Friday, March 31, 2006
We study the issue of rate control in a communication network with feedback delays between network resources and end users. In particular, we adopt Kelly's primal and dual algorithms. First, we provide asymptotic stability conditions for these algorithms with arbitrary communication delays. We also derive a lower bound on the convergence rate of the system as a function of the maximum delay in the control loop in the example with isoelastic utility and price functions. Secondly, we show that the stability of the system with arbitrary delays can be studied by looking at a much simpler discrete time system that emerges from the underlying market structure of the rate control system. In the process, we also demonstrate the existence of a fundamental trade-off between users' price elasticity of demand (through a choice of utility functions) and the responsiveness of resources (through a choice of price functions). Finally, we consider the case in which a finite upper bound on the delay is known, with the isoelastic utility and price functions used earlier. We derive a sufficient condition for asymptotic stability for the primal algorithm. The derived condition is consistent with the known conditions in two extreme cases - no delay case and arbitrary delays case we study earlier.
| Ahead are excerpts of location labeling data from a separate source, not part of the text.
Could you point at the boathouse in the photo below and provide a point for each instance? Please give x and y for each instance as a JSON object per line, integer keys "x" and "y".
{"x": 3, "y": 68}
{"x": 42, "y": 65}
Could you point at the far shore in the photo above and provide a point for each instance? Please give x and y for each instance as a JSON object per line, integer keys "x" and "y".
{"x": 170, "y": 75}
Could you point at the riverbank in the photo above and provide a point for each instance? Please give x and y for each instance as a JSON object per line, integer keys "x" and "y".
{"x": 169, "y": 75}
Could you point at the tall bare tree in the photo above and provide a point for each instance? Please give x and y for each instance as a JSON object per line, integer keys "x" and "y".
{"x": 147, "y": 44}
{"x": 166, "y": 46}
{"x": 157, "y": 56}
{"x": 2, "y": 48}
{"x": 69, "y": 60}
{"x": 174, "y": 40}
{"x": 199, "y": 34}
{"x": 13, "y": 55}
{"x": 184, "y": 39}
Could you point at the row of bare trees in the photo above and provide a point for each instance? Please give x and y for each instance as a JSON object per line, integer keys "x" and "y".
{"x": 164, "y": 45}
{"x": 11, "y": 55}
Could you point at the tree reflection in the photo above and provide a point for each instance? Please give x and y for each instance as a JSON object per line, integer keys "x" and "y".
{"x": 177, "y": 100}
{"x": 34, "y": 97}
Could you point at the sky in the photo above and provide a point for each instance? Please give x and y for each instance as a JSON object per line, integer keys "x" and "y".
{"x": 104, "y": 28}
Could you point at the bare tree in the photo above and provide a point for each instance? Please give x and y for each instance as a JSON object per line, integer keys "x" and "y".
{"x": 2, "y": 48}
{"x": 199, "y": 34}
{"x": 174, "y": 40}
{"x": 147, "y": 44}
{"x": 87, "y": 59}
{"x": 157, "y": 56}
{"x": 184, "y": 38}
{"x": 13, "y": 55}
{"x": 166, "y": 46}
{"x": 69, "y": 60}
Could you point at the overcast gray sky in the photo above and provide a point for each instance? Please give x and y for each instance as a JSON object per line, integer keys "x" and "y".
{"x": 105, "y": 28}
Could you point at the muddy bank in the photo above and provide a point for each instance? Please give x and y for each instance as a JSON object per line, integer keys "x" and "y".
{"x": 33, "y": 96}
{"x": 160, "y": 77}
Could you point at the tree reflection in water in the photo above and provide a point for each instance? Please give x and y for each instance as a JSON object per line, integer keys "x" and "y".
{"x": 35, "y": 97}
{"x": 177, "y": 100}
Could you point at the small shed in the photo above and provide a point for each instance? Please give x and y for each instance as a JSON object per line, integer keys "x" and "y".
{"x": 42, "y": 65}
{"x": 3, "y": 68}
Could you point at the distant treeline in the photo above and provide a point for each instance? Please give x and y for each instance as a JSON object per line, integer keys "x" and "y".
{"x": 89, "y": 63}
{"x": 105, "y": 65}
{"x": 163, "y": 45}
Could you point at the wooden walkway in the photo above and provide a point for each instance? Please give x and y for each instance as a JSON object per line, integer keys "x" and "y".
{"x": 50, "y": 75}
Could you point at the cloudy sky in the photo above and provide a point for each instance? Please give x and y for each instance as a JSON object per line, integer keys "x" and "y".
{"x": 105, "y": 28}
Richard J. La received the B.S.E.E. from the University of Maryland at College Park in 1994, and the M.S. and PhD. degrees in Electrical Engineering from the University of California at Berkeley in 1997 and 2000, respectively. From 2000 to 2001 he was a senior engineer in the Mathematics of Communication Networks group at Motorola. Since August 2001 he has been on the faculty of the ECE department at the University of Maryland at College Park. His research interests include resource allocation in communication networks and application of game theory. He is a recipient of an NSF CAREER award in 2003.